Malaysia's government plans to abolish the death penalty and a colonial-era law used to suppress dissent, officials said this week.
Law Minister Liew Vui Keong said Wednesday the Cabinet would end the death penalty and halt all scheduled executions until the law takes effect. More than 1,200 people are currently on death row.
"All death penalty will be abolished. Full stop," he was reported saying by the New Straits Times.
Communications and Multimedia Minister Gobind Singh Deo said Thursday that the Sedition Act, introduced by the British in 1948, will also be repealed.
Both proposals are expected to be brought before Malaysia's parliament Monday.
The Sedition Act has been expanded over the decades to outlaw any act, speech or publication that brings contempt against the government or Malaysia's nine royal sultans.
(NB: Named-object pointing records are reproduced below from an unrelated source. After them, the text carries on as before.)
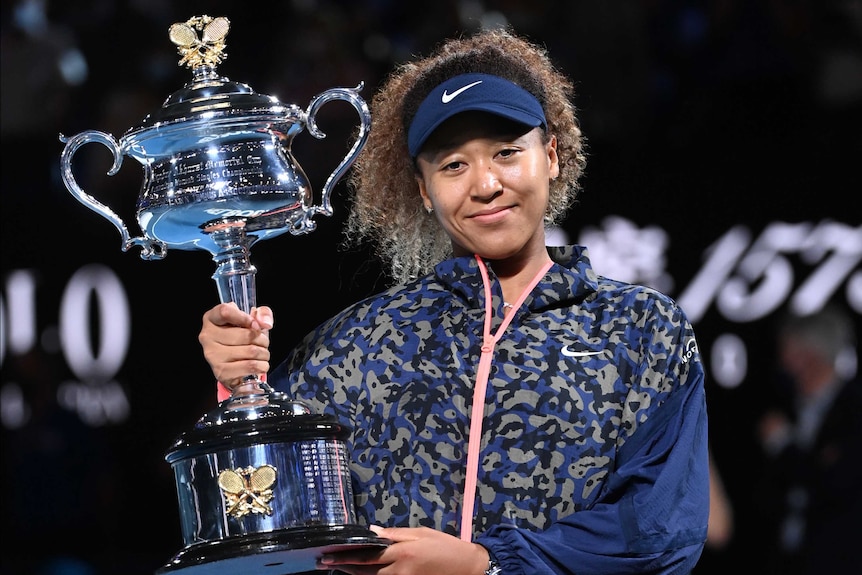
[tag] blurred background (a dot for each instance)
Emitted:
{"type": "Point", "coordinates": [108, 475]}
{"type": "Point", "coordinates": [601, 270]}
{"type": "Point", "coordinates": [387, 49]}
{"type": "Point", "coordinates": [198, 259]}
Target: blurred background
{"type": "Point", "coordinates": [724, 151]}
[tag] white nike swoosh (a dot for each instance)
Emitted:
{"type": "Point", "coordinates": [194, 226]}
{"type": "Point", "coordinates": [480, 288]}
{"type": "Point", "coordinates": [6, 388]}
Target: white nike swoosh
{"type": "Point", "coordinates": [571, 353]}
{"type": "Point", "coordinates": [447, 97]}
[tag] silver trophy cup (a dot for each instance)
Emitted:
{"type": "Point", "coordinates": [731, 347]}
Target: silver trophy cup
{"type": "Point", "coordinates": [263, 482]}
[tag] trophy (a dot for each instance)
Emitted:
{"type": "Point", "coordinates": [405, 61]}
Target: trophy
{"type": "Point", "coordinates": [262, 482]}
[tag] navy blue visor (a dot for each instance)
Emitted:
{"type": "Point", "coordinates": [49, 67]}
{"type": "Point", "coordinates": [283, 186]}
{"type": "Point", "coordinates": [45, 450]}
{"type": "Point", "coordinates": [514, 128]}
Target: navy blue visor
{"type": "Point", "coordinates": [472, 92]}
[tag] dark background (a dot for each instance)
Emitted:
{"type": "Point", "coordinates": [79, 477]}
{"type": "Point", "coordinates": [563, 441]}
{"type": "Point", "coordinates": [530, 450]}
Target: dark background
{"type": "Point", "coordinates": [705, 120]}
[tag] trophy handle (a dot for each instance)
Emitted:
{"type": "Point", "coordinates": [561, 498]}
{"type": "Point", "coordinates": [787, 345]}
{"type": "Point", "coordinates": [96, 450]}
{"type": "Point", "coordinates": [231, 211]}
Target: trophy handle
{"type": "Point", "coordinates": [350, 95]}
{"type": "Point", "coordinates": [151, 249]}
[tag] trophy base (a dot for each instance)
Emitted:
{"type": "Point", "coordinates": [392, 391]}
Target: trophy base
{"type": "Point", "coordinates": [275, 553]}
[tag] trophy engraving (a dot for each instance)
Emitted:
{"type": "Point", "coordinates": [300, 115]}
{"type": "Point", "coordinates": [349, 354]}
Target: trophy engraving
{"type": "Point", "coordinates": [218, 176]}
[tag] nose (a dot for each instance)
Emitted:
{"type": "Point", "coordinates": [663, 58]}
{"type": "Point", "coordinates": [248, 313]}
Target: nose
{"type": "Point", "coordinates": [488, 185]}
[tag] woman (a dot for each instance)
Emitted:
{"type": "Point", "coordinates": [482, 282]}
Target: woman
{"type": "Point", "coordinates": [513, 412]}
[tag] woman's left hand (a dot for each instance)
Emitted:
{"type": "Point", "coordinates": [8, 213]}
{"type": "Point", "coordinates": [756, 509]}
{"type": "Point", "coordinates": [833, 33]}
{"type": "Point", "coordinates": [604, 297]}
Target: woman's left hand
{"type": "Point", "coordinates": [414, 551]}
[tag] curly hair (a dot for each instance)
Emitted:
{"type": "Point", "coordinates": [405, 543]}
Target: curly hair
{"type": "Point", "coordinates": [386, 207]}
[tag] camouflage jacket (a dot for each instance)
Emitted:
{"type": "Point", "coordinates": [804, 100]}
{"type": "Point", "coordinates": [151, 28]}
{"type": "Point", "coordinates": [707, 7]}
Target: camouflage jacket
{"type": "Point", "coordinates": [594, 441]}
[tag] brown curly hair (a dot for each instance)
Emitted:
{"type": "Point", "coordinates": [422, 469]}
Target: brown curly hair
{"type": "Point", "coordinates": [386, 207]}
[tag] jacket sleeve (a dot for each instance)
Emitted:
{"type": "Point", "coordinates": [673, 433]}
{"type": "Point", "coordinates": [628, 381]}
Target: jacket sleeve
{"type": "Point", "coordinates": [652, 516]}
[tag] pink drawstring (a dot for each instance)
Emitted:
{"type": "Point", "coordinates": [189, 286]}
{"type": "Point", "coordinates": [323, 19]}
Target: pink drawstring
{"type": "Point", "coordinates": [489, 342]}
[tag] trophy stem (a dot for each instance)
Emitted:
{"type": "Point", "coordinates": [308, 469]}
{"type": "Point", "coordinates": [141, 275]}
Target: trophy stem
{"type": "Point", "coordinates": [235, 280]}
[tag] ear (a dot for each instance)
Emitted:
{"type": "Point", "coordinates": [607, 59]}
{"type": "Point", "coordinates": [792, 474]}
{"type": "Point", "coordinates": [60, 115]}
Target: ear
{"type": "Point", "coordinates": [553, 158]}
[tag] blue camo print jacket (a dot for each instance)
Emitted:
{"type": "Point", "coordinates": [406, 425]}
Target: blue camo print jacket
{"type": "Point", "coordinates": [591, 464]}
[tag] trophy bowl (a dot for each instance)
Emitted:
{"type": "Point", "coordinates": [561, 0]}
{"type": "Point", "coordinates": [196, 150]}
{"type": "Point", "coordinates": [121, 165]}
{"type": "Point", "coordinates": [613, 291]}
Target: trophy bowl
{"type": "Point", "coordinates": [263, 483]}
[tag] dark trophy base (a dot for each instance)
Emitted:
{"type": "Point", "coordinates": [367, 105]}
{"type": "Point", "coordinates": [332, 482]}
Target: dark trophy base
{"type": "Point", "coordinates": [276, 553]}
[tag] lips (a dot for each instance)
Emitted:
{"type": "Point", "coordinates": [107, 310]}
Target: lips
{"type": "Point", "coordinates": [494, 213]}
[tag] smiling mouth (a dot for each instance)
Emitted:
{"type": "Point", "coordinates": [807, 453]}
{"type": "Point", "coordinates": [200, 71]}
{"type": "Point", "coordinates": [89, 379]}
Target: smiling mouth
{"type": "Point", "coordinates": [491, 212]}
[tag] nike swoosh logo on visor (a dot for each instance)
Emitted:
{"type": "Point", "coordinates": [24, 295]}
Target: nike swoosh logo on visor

Human rights group have frequently accused the Malaysian government of using the law as a weapon against opposition politicians, journalists, students, academics and others who criticize the government.
Prime Minister Mahathir Mohamad's Pakatan Harapan coalition dominated a general election in May after promising to weed out corruption and end oppressive laws.
Former Prime Minister Najib Razak detained dozens of politicians and activists critical of his administration under the Sedition Act, after being accused of stealing billions of dollars from state-owned development firm 1Malaysia Development Berhad in 2015.